Wednesday, December 4, 2013

Photography

Joshua Fowler here, and for this blog post, I would like to discuss a side hobby of mine regarding architecture… photography. I have been on a photography activity spike and have recently had some interesting conversations with some people on the subject. As this is just a hobby of mine I may not be the best authority on the subject but I do have experience as well as personal opinions on the subject of architecture photography.
My very first architecture studio project here at SIU as an undergrad  involved  an experimentation with the methodology of observing, recording and diagramming motion as it exists within space. Through the use of photographic and custom lighting techniques I realized a marriage between photography and videography as a means to visually display the entirety of motion via luminary emitters within the confines of a single image. These techniques function to track conditions similar to the anatomical visual perceptions of kicking a ball over a period of time…


This was my first conscious experience with the dialogue between architecture and photography, and I loved it.
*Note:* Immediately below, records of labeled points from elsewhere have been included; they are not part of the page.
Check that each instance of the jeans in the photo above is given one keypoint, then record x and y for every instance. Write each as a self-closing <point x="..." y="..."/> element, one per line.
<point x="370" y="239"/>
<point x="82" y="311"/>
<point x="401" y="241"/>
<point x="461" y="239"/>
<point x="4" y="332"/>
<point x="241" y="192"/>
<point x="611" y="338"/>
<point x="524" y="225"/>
Since that project I have learned a great deal in composition, lighting, etc. symbiotically between architecture and photography.
While having a recent discussion with a man named Bob from B & L Photo here in Carbondale, some very interesting points came up from this discussion that made me think.  Just as there are many different avenues of architecture and art, there are many different types of photography. I personally prefer artistic photography, just as I prefer more artistic expressions of architecture. I would align myself with the post-modern movement of art, architecture, and thusly photography. I also like to express a sense of motion in my photographs as I feel it gives what is thought of a traditionally stagnate entity, more of a dynamism and energy. The act of capturing a great deal of energy and motion in a single photo  fascinates me. There is also more traditional means of photography, as in portrait photography, which serves its own purpose as well; it is all just a matter of preference.
Composing a photograph is not much unlike capturing similar elements in architecture, both have a composition, both exhibit a choice of color and how much versus no color, materiality choices, positive & negative space,  the list goes on.  Just as there is a notion of scale and a sense of parts to a whole whether it is architectural drawings or the architecture itself, architectural photography can express these same values and notions if done well and correctly. Such elements of architecture can be highlighted in photography in an almost redundant bold statement. Just as the building is composed, so must the photograph be, and the choice of focus or perspective of the photograph can range from the entirety of the building to a single door handle within it. Architecture photography is in a way architecture itself, as the various elements that are composed, in both architecture and the photographs of it, in such a way to either stand alone or relate to one another in some form of context. Architecture photographs have the ability to embody the essence of the architecture they convey.